The major lesson learned: traffic management load balancing is really hard. During the initial drills, “all hell broke loose,” Parikh said, when the team started the drain of a large set of software systems.

Facebook load balancing chaos

“This is a graph of load balancing gone wild.”

“This is an awful user experience when this happens and you don’t have a good control system,” he said in reference to the above image. “If you’re an engineer and you see a graph like this, three things come to mind. One: either you have bad data and you should go fix it; two: you’ve a control system that’s not working and you should go fix it; or three: you have no idea what you’re doing, and you probably should go fix that.”

The team found that the data was accurate, which meant they had to build a better control system that could shift traffic from one data center to another instantly. After extensive development work, the result was the below image:

rsz_facebook_good_load_balancing

“This is what we got – much, much better,” Parikh said. “You can see drain on the left side and all that traffic is automatically absorbed, it kind of goes on the other services, the other capacity picks it up, you see there’s low variance here, it kind of looks pretty boring, it looks pretty nice. So we strive to make our graphs for our drill exercises to look like this graph.”

In the development of the control system, Parikh said, tooling was a key. And the tools they developed have had the ancillary benefit of improving routine management of Facebook’s data centers.

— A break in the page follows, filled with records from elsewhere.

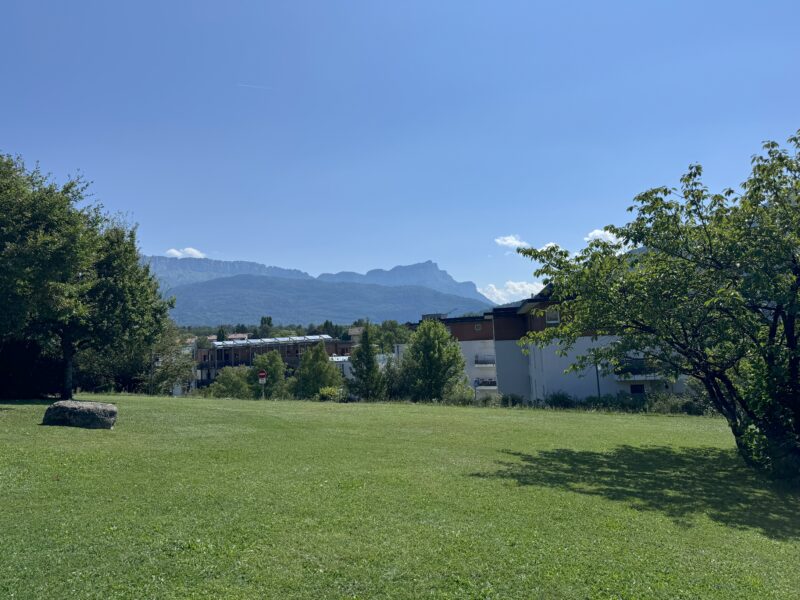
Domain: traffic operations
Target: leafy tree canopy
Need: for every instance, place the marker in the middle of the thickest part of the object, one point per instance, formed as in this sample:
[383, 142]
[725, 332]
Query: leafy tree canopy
[368, 382]
[705, 285]
[432, 365]
[68, 272]
[315, 372]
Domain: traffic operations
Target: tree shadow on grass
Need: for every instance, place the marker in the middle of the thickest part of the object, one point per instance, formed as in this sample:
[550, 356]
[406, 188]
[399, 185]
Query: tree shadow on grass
[681, 483]
[7, 404]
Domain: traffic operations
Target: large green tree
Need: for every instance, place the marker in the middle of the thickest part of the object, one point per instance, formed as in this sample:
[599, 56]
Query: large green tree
[315, 372]
[368, 382]
[272, 364]
[432, 366]
[705, 285]
[68, 272]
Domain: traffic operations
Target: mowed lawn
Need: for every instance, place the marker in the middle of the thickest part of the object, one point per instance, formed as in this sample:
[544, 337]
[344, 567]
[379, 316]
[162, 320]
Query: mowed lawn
[236, 499]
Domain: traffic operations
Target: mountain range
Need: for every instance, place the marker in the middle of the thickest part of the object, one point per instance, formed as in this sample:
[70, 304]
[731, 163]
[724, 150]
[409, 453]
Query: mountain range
[211, 292]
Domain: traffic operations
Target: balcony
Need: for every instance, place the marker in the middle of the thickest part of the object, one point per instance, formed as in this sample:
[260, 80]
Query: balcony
[484, 383]
[485, 360]
[637, 369]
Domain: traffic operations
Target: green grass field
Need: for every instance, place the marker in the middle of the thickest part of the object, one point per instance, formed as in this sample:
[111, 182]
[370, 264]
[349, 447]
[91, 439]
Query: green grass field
[236, 499]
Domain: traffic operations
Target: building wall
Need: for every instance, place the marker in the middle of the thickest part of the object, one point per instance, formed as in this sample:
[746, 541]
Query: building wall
[477, 328]
[512, 369]
[478, 349]
[548, 376]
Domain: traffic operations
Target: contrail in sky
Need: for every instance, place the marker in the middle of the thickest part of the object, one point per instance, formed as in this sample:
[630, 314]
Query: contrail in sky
[255, 87]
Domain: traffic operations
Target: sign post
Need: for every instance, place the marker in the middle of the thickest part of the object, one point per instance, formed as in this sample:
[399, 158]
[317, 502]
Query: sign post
[262, 379]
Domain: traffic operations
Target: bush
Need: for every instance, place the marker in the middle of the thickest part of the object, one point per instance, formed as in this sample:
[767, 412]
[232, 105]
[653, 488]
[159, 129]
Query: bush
[687, 403]
[510, 400]
[330, 394]
[461, 395]
[560, 400]
[621, 402]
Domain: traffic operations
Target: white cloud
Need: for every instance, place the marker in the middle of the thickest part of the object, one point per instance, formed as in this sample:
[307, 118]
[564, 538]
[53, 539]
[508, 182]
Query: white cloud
[510, 241]
[599, 234]
[185, 253]
[511, 291]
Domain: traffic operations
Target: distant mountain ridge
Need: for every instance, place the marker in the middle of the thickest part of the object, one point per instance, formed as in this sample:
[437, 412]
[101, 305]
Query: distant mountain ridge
[246, 298]
[172, 272]
[425, 274]
[211, 292]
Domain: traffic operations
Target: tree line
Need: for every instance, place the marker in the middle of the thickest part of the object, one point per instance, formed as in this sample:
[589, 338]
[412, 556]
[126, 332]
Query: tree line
[386, 335]
[431, 368]
[703, 285]
[77, 307]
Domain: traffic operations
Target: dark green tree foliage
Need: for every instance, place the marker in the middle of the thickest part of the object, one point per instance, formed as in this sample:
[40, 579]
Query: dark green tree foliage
[396, 387]
[172, 364]
[264, 329]
[232, 382]
[711, 292]
[271, 363]
[315, 372]
[432, 365]
[68, 273]
[368, 383]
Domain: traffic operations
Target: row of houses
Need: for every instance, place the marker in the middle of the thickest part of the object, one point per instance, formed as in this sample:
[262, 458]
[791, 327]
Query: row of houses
[242, 351]
[495, 362]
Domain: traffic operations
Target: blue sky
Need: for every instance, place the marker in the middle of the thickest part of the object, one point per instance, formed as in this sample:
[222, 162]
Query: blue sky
[349, 135]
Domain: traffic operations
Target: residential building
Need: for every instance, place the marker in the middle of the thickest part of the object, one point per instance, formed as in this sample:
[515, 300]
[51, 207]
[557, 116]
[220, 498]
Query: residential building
[233, 353]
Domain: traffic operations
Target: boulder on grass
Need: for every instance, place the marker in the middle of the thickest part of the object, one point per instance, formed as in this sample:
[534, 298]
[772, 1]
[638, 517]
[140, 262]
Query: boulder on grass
[91, 415]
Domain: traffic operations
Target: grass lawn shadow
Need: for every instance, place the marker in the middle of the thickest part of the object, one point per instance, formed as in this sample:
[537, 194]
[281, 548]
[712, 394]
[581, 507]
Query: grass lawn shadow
[680, 483]
[27, 402]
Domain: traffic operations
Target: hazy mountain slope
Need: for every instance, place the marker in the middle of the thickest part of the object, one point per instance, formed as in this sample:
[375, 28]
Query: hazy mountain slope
[172, 272]
[427, 274]
[245, 298]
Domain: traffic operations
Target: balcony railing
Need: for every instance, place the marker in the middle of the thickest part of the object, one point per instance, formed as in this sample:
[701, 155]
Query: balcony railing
[637, 368]
[488, 382]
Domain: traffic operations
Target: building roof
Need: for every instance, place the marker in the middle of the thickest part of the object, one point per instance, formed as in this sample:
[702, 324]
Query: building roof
[295, 339]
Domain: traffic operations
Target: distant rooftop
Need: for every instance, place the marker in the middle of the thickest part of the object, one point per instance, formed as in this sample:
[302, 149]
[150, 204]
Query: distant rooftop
[295, 339]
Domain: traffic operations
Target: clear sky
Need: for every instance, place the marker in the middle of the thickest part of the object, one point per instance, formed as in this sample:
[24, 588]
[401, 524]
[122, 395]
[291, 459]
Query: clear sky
[350, 135]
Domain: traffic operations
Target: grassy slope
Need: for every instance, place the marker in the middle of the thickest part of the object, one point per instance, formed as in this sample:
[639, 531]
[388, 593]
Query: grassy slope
[204, 498]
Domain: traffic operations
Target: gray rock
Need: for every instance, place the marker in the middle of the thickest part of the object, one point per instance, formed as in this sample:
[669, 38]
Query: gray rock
[91, 415]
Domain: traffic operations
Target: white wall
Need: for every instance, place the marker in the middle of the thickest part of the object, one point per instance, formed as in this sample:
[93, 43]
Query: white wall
[548, 376]
[513, 376]
[480, 348]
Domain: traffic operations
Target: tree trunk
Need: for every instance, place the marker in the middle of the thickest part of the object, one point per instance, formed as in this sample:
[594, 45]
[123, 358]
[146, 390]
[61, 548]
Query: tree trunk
[68, 353]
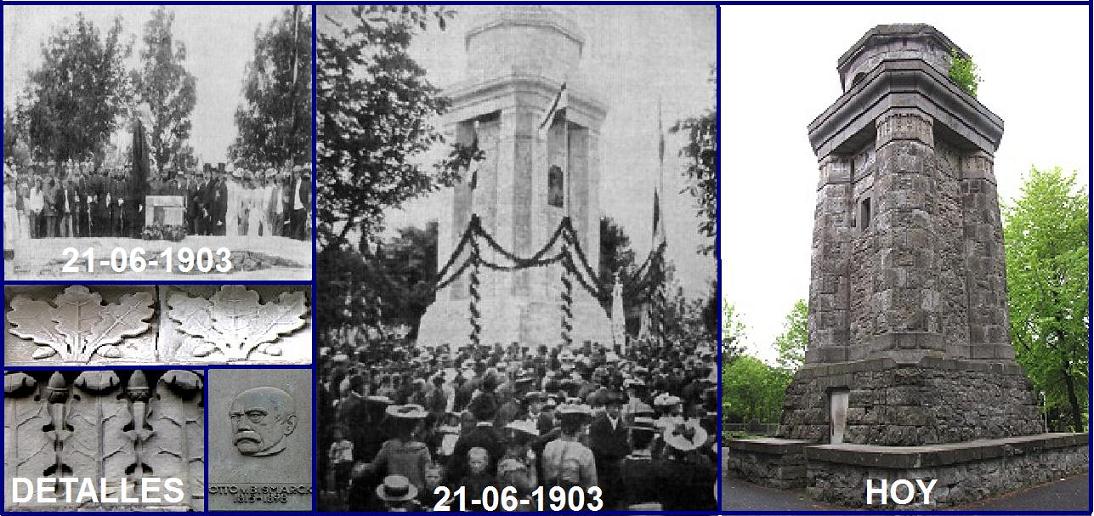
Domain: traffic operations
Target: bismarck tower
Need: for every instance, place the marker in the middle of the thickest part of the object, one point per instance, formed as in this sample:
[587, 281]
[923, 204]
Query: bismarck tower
[535, 173]
[909, 339]
[909, 371]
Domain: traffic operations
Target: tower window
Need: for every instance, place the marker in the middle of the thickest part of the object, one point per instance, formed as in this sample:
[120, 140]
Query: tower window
[555, 186]
[864, 214]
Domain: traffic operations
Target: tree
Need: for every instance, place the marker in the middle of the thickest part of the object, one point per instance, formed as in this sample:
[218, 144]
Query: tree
[701, 151]
[76, 97]
[753, 390]
[274, 120]
[616, 257]
[369, 144]
[167, 90]
[1047, 253]
[964, 72]
[734, 332]
[406, 276]
[794, 338]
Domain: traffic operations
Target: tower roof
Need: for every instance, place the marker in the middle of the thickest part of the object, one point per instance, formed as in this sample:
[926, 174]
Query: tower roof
[891, 42]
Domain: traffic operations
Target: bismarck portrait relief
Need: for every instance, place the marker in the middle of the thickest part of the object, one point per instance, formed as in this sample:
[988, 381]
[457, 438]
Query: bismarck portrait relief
[259, 440]
[262, 420]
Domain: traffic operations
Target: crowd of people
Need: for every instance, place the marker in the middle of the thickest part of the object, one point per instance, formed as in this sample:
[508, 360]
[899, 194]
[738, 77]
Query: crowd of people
[396, 421]
[81, 199]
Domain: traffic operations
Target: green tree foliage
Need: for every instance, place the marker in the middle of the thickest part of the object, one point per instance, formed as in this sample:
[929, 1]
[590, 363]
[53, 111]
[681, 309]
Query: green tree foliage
[369, 145]
[1047, 251]
[167, 89]
[964, 72]
[794, 338]
[274, 121]
[753, 390]
[76, 98]
[701, 152]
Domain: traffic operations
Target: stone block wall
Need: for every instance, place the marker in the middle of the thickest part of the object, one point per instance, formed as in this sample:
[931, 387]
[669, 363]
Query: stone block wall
[118, 425]
[768, 462]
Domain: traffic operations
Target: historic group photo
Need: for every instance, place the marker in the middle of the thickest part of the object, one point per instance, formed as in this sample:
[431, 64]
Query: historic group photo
[160, 128]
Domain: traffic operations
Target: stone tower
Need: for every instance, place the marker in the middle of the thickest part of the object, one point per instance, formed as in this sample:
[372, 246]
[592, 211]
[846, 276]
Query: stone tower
[530, 179]
[908, 323]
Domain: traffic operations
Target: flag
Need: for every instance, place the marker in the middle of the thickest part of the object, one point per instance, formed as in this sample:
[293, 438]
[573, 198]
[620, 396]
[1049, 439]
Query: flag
[659, 225]
[558, 106]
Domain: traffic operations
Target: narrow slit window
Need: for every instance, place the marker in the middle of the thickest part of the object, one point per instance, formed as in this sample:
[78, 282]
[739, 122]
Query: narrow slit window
[555, 186]
[864, 214]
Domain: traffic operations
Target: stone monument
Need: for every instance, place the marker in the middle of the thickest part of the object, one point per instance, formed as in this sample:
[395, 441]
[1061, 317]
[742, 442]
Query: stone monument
[519, 57]
[909, 364]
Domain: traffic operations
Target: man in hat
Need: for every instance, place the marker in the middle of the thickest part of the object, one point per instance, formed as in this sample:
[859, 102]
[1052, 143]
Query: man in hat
[484, 408]
[639, 473]
[216, 201]
[607, 437]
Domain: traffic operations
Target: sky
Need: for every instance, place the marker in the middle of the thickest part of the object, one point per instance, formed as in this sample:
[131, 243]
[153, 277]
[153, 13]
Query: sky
[636, 55]
[219, 42]
[779, 73]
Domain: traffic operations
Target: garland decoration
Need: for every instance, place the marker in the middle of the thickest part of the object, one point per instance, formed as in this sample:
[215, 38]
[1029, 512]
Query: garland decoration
[646, 283]
[475, 315]
[567, 296]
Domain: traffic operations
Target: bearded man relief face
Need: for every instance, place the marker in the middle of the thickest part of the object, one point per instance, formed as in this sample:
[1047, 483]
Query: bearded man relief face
[262, 420]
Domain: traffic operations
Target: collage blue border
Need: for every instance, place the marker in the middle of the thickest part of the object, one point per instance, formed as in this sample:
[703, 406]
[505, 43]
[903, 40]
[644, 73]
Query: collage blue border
[718, 242]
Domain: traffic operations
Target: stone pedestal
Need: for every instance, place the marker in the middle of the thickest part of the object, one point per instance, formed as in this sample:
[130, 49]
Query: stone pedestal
[519, 58]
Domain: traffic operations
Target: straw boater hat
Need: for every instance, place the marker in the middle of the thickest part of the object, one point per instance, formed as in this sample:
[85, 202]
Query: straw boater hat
[685, 437]
[523, 426]
[409, 411]
[396, 488]
[642, 423]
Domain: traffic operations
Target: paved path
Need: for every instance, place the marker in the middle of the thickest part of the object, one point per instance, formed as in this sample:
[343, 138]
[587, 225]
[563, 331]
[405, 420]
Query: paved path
[1066, 494]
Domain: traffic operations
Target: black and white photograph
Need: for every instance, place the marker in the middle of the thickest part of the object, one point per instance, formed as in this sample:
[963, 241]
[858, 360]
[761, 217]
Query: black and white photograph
[516, 271]
[158, 142]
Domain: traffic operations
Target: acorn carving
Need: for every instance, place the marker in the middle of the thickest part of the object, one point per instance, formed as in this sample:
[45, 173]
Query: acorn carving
[139, 394]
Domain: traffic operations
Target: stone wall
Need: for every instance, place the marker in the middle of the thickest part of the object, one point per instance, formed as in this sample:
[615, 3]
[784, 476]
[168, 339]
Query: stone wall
[777, 464]
[108, 426]
[961, 478]
[935, 400]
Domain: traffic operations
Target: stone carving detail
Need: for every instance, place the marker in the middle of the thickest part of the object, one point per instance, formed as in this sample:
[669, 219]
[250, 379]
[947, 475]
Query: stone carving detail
[108, 426]
[262, 419]
[234, 320]
[78, 325]
[113, 325]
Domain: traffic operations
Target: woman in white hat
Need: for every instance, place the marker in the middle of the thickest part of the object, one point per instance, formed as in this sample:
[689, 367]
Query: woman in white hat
[404, 454]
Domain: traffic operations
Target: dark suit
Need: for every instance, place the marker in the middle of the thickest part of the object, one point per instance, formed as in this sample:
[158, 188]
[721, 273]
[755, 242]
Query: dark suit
[483, 436]
[609, 447]
[67, 206]
[217, 203]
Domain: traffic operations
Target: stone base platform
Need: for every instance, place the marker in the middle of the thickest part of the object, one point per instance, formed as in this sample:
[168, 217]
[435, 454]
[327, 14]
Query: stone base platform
[965, 471]
[769, 461]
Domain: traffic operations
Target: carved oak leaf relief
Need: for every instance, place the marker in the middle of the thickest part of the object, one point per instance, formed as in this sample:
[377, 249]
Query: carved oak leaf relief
[235, 323]
[78, 325]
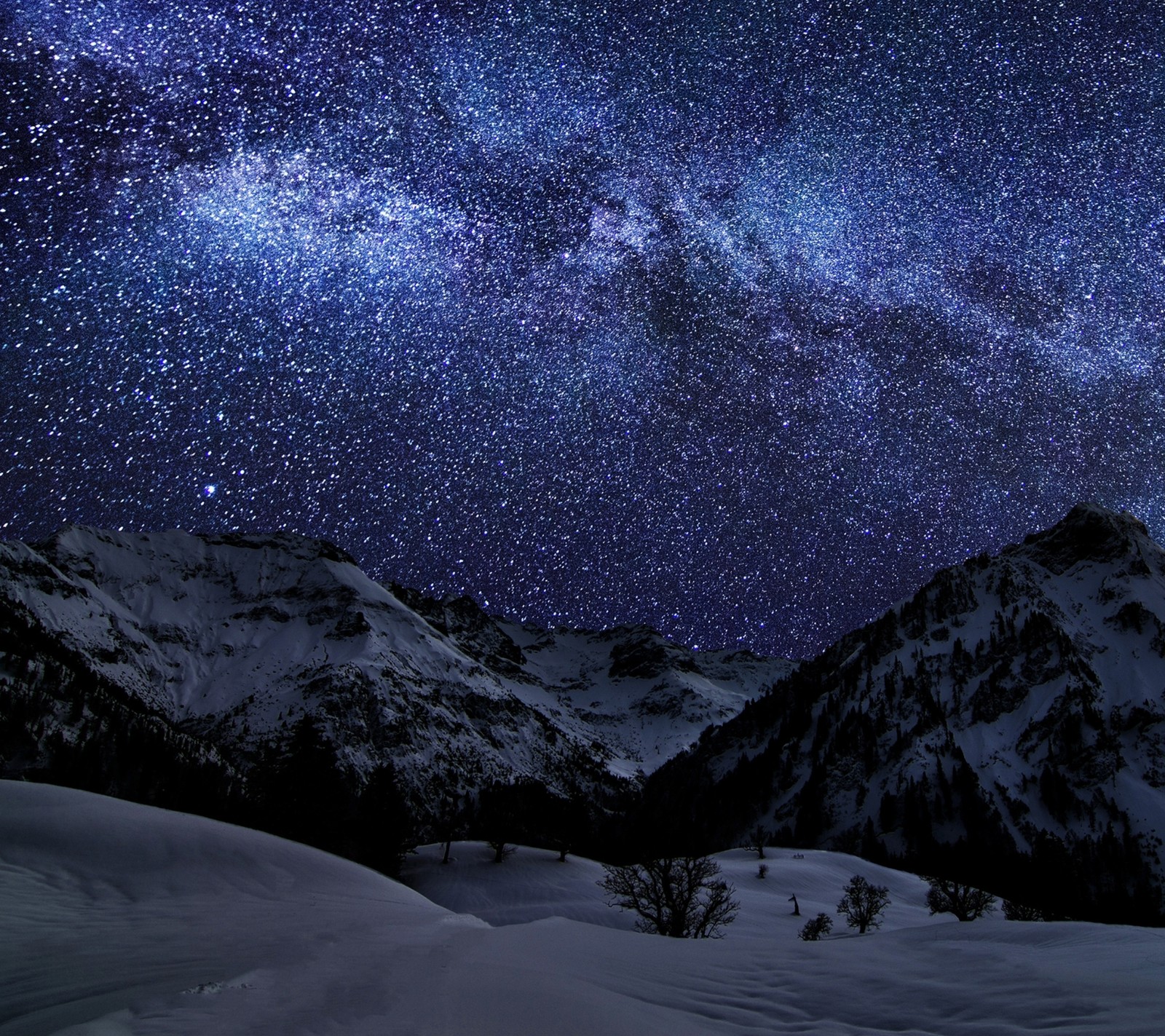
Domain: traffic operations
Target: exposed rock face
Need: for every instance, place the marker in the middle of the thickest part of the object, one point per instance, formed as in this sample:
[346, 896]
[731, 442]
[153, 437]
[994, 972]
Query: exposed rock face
[232, 640]
[1008, 719]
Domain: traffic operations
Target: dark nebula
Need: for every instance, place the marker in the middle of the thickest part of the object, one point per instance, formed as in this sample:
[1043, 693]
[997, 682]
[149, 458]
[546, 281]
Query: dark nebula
[738, 320]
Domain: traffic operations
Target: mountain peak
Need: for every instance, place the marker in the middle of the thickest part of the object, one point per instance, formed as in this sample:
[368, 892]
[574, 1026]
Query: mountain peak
[1089, 533]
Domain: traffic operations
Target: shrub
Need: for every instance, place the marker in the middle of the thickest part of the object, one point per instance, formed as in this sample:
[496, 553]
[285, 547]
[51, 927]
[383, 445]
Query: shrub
[816, 928]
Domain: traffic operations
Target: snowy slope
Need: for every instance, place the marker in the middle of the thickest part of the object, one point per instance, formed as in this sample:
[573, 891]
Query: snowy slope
[1015, 703]
[238, 636]
[122, 920]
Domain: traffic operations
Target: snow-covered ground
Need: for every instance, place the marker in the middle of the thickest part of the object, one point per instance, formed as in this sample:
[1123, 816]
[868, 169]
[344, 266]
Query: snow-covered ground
[119, 919]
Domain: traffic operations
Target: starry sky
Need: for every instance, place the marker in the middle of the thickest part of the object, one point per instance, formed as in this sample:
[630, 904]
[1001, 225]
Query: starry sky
[734, 318]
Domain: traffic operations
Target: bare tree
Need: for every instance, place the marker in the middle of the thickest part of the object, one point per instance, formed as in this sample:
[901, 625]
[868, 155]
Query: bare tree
[1022, 912]
[679, 896]
[757, 838]
[964, 901]
[862, 903]
[501, 850]
[813, 930]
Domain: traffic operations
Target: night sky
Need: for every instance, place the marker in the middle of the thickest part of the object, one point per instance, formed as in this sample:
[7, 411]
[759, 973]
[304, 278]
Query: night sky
[738, 320]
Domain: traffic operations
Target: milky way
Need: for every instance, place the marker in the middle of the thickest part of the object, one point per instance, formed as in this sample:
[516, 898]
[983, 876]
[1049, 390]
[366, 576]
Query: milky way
[735, 320]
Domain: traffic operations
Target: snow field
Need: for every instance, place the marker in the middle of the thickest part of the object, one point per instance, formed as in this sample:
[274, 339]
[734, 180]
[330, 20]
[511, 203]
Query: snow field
[118, 919]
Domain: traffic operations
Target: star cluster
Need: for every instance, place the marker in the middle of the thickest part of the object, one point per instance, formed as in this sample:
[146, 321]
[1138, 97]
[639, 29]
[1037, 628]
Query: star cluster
[738, 320]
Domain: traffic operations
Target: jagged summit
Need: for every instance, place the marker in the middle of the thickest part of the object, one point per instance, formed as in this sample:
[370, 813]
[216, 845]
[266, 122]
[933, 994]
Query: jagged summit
[1089, 533]
[238, 638]
[1007, 719]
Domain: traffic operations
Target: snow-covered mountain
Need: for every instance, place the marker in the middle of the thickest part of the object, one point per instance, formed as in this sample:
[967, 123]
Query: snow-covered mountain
[128, 920]
[1008, 721]
[232, 640]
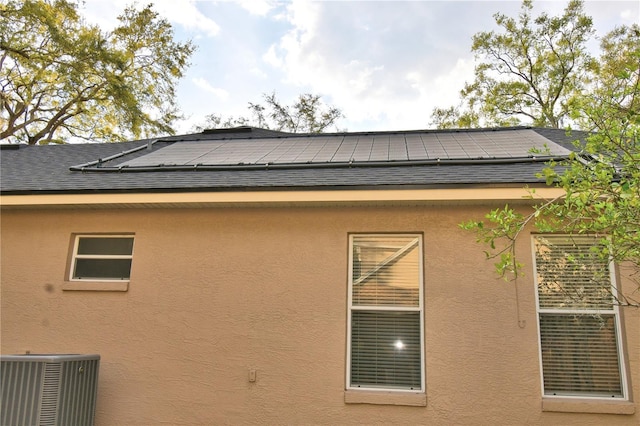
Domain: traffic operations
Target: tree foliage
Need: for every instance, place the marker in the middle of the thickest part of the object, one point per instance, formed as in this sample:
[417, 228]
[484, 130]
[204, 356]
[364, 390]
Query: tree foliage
[600, 181]
[61, 78]
[308, 114]
[530, 70]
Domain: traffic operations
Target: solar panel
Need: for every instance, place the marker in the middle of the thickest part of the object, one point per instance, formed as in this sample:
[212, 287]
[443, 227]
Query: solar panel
[336, 148]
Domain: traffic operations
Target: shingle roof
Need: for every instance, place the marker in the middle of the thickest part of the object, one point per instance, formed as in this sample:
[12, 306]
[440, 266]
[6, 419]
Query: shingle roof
[249, 158]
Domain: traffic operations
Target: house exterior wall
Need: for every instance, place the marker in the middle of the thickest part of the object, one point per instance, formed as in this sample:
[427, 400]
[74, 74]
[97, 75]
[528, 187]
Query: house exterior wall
[217, 292]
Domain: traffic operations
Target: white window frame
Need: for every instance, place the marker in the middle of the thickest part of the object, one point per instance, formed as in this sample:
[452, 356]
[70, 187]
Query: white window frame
[76, 256]
[419, 308]
[614, 311]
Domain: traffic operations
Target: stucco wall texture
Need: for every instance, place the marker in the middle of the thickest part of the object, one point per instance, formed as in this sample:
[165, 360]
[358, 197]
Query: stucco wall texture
[216, 292]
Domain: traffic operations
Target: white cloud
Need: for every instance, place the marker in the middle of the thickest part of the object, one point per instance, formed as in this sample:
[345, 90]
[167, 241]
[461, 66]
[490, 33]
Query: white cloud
[205, 85]
[257, 7]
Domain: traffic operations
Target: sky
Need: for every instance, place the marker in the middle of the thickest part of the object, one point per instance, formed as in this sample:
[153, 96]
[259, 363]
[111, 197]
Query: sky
[386, 65]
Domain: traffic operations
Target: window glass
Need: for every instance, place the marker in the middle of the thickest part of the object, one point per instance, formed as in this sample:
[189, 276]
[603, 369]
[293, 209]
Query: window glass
[578, 319]
[103, 258]
[385, 315]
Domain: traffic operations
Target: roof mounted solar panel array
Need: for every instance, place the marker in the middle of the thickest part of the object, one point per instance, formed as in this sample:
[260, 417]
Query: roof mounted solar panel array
[345, 148]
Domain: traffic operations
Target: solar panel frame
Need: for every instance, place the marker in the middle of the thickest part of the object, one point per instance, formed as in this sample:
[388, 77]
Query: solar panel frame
[338, 148]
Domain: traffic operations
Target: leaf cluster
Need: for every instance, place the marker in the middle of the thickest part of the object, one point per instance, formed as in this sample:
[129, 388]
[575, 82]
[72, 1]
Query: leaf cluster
[530, 70]
[61, 78]
[308, 114]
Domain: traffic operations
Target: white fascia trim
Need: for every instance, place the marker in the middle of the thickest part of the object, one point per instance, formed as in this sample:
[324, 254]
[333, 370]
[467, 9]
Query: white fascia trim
[284, 197]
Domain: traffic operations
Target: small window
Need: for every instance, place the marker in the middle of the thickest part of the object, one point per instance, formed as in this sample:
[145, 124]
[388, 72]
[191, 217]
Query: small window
[385, 313]
[102, 258]
[579, 323]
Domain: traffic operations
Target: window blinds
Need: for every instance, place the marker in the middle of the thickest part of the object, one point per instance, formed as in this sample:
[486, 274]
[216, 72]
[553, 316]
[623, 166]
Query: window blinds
[578, 319]
[385, 312]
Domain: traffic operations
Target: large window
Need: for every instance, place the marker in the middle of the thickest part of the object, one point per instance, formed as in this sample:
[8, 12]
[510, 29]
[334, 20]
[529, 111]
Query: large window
[101, 257]
[385, 342]
[579, 324]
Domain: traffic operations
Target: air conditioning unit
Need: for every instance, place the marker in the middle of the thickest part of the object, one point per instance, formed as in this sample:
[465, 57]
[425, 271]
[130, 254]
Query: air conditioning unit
[48, 390]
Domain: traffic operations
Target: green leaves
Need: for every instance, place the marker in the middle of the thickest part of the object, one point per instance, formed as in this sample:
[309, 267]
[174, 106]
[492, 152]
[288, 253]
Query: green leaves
[61, 78]
[529, 70]
[307, 114]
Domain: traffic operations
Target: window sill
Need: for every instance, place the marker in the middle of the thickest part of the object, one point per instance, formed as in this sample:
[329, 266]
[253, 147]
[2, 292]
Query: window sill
[417, 399]
[588, 406]
[96, 285]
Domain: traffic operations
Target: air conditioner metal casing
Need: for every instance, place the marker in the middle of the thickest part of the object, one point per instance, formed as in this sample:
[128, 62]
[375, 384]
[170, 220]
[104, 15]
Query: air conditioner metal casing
[48, 390]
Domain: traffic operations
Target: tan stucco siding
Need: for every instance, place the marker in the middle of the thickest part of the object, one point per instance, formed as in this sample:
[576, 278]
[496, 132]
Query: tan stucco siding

“One lesson we learned is…these sophisticated tools have been very helpful for our day-to-day operations, too,” he said. “So this isn’t just about disaster scenarios, we’ve actually been able to extend and adapt these tools to do a lot of normal things on a daily basis. So this has been really powerful for us to help us move fast and help us have more confidence in our systems.”

One major obstacle still lay in the SWAT team’s path in the aftermath of shutting down a data center: getting it back online. Parikh compared it to a life lesson he learned as a kid when he was given a toy: it was easier to take it apart than put it back together.

“What we learned is that when we do a drain exercise and we take a data center or region down, that actually happens quite fast,” he said. “But trying to put it back together and get it to operate the way it did before the drain was actually much harder. We had to invest a lot in actually trying to make this (process) predictable and reliable.”

Among other things,, this called for investment in a run book tool that provides details of everything that goes into turning a data center off and on, including the hundreds of individual manual or automated tasks that have to happen to orchestrate the drill.

“The thing that I realize is that this is no longer a toy car that I got for my birthday,” he said. “This is like taking apart an aircraft carrier. It takes hundreds of people putting it back together in just a few hours. That’s the scale were dealing with and that becomes really hard.”

He said getting a data center back online is like the pit crew for a race car.

We actually time ourselves and grade ourselves to make sure we meet a certain time goals,” he said. “You really want to time this like a pit stop at a car race. You want to get all the tires and the gas taken care of in the shortest amount of time, and it has to be perfectly orchestrated.”